Unlike ordinary paper which is generally smooth and crisp in texture. Washi resembles more of a sturdy piece of cloth and you can more clearly see all of the natural fibers that are used to compose the paper.
The Role of Masking Tape
In 1925 when Richard Drew, an employee of 3M, noticed that many auto body workers were frustrated by strong adhesive tape tearing off the paint on cars. This frustration is what inspired him to develop a gentler adhesive tape which we now know as masking tape, traditionally called Cellophane tape.
Unlike washi paper, masking tape is made using crepe paper or other synthetic materials. It was also developed specifically for industrial use, compared to the natural decorative designs you see on washi paper and today’s washi tapes.
The Birth of Washi Tape
It is the Japanese company Kamoi Kakoshi which first started as a paper mill in 1923 and then moved to manufacture paper adhesive tape in 1961 that we now turn our sites to.
In 2006, the company was approached by a group of women in Tokyo who had been using the industrial masking tape to create a book filled with designs developed by 17 female artists. They wanted to tour the facility and were hoping the company could create a tape that was both beautiful and functional for crafters.

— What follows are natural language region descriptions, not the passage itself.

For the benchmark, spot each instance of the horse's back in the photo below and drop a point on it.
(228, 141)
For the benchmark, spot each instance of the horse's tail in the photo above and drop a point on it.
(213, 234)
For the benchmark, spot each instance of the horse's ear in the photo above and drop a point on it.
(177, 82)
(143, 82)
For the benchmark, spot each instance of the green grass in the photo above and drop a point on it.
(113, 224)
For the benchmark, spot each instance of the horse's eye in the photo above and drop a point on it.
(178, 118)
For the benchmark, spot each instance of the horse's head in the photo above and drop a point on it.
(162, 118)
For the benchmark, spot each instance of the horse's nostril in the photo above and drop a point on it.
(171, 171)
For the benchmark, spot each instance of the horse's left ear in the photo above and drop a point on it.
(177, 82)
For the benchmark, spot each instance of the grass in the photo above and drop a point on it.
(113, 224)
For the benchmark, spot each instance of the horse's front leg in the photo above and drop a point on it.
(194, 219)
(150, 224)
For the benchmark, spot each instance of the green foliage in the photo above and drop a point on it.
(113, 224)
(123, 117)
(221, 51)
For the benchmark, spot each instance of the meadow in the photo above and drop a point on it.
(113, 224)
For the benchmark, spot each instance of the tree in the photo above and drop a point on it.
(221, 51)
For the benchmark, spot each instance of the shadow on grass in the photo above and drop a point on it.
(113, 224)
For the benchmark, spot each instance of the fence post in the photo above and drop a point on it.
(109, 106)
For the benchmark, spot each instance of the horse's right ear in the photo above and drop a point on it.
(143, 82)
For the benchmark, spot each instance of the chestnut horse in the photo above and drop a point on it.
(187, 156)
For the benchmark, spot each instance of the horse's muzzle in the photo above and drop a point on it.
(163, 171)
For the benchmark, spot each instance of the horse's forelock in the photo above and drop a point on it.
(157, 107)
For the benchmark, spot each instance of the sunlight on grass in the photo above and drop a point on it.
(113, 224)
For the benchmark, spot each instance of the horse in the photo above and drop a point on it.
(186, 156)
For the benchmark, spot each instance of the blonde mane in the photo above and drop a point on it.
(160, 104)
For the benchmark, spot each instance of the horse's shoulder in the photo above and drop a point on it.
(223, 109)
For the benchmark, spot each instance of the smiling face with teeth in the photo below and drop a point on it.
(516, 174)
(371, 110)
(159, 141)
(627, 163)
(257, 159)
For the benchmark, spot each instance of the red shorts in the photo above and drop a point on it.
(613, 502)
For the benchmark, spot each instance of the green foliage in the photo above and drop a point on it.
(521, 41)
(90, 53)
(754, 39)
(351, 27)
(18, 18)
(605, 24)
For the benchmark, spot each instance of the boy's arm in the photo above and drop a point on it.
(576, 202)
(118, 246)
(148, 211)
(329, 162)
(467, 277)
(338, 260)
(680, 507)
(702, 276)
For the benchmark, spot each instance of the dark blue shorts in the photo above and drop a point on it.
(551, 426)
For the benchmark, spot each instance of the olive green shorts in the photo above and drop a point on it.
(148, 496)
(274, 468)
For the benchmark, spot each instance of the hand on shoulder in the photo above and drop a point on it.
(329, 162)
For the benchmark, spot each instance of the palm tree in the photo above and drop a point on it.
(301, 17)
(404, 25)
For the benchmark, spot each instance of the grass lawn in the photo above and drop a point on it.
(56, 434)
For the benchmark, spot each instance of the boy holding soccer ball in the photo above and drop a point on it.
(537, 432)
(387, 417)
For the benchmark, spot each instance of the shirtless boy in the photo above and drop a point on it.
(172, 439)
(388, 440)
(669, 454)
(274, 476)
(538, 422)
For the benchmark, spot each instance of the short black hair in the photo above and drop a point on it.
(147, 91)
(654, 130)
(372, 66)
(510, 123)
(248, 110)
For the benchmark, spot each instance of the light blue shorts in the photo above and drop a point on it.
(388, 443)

It is thanks to this group of Japanese women and a tape company appreciative of these women’s inspiration that we now have the washi tape we know in love today. Slightly less tacky compared to standard masking tape and made of more natural fibers making it easier to peel and stick onto paper, tear, and of course look beautiful too.
One fun fact about Washi tape is that the word for washi tape in Japanese is actually マスキングテープ which directly translates into masking tape. Because of the specific nature of the term used for Washi paper in Japan, they don't use the term washi tape. So we have a fun instance where the English speakers are actually using more traditional Japanese words than they use in Japan!
The branch of Kamoi which handles the making of Washi Tape is branded MT for masking tape and is the original brand of the stationery piece. Today there are 100’s of various designs, patterns, and styles that you can find from various manufacturers.